Tracey Emin

Opens in 82 days

Wild, confessional brutally honest as well as tender and extremely vulnerable. In the groundbreaking practice of Tracey Emin, one of the most important figures of contemporary art, art and creativity literally become questions of life and death.

Tracey Emin (born 1963) uses herself, talks about herself – some would say exposes – and is thus both the engine and mechanism in the production of images of herself. It may sound private and self-indulgent, but this very honest approach to the world has proven to have a direct, powerful appeal to an enormous number of people, ever since Emin broke through on the international art scene.

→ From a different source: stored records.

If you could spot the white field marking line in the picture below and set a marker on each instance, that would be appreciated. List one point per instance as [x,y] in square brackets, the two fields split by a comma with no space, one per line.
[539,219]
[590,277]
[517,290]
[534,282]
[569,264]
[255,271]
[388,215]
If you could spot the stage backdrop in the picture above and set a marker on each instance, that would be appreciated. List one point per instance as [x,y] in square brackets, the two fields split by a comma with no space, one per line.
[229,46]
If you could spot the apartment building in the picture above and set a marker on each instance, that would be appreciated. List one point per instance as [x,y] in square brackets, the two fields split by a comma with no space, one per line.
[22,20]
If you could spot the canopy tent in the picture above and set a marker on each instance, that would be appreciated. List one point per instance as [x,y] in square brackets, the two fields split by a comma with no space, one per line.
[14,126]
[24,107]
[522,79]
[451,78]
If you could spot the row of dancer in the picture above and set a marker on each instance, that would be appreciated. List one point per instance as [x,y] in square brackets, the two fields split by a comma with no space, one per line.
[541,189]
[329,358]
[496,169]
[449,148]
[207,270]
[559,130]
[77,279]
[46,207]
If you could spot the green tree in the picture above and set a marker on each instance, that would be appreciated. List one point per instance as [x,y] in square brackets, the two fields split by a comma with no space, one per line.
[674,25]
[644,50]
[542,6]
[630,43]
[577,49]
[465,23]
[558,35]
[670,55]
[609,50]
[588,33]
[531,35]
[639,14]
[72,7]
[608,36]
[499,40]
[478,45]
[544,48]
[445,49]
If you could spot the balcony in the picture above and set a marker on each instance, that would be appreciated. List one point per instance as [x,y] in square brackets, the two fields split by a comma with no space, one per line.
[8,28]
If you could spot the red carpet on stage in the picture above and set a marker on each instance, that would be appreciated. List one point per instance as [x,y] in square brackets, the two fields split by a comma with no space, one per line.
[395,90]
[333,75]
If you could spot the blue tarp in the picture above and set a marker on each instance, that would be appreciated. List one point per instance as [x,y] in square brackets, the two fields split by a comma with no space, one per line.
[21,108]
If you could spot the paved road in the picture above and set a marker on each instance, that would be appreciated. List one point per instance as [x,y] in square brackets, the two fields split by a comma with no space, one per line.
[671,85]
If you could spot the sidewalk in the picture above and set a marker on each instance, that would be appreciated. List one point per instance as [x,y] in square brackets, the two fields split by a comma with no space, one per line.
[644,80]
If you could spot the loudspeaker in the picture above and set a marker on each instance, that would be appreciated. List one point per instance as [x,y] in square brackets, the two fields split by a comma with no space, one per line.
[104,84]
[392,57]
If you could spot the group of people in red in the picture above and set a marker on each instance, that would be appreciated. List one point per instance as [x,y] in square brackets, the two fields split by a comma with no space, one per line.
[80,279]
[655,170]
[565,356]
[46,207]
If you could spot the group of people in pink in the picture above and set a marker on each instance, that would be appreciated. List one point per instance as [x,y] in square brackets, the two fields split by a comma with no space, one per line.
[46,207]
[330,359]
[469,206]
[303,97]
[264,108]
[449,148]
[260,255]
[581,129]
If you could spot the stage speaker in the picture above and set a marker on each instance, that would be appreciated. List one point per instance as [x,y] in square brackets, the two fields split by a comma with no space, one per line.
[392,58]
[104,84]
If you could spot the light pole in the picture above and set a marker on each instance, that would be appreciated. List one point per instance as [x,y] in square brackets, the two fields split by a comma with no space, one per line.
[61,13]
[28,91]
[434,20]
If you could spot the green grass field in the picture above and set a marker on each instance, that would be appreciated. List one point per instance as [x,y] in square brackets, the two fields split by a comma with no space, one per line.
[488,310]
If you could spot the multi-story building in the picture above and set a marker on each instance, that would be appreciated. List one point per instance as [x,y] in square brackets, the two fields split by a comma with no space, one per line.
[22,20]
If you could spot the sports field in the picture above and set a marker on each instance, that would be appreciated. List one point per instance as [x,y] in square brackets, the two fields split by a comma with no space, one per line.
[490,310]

This happened during the 1990s, when she was part of the famous group of Young British Artists (YBA) – and it culminated in 1999 when she showed My Bed, her unmade, downright filthy bed, at the Tate. A work that had been nominated for the prestigious Turner Prize amid great furor.

Including painting, drawing, sculpture, textile, film and installation, this exhibition – created in close collaboration with the artist and containing works that have never been shown before – unfolds the full story of and about Tracey Emin. A life in images, marked by rape, abortion and very serious illness – as well as by courage and struggle, despair and joy and the sheer power of surviving through art and creativity.

The show aims to trace almost 40 years of groundbreaking practice, highlighting how Tracey Emin continually challenges boundaries and uses the female body as a powerful tool to explore passion, trauma, pain and healing.

The exhibition also focuses on Tracey Emin’s lifelong commitment to painting and shows a number of her most recent works – a provisional culmination of the countless ways in which she has managed to channel her life into her art.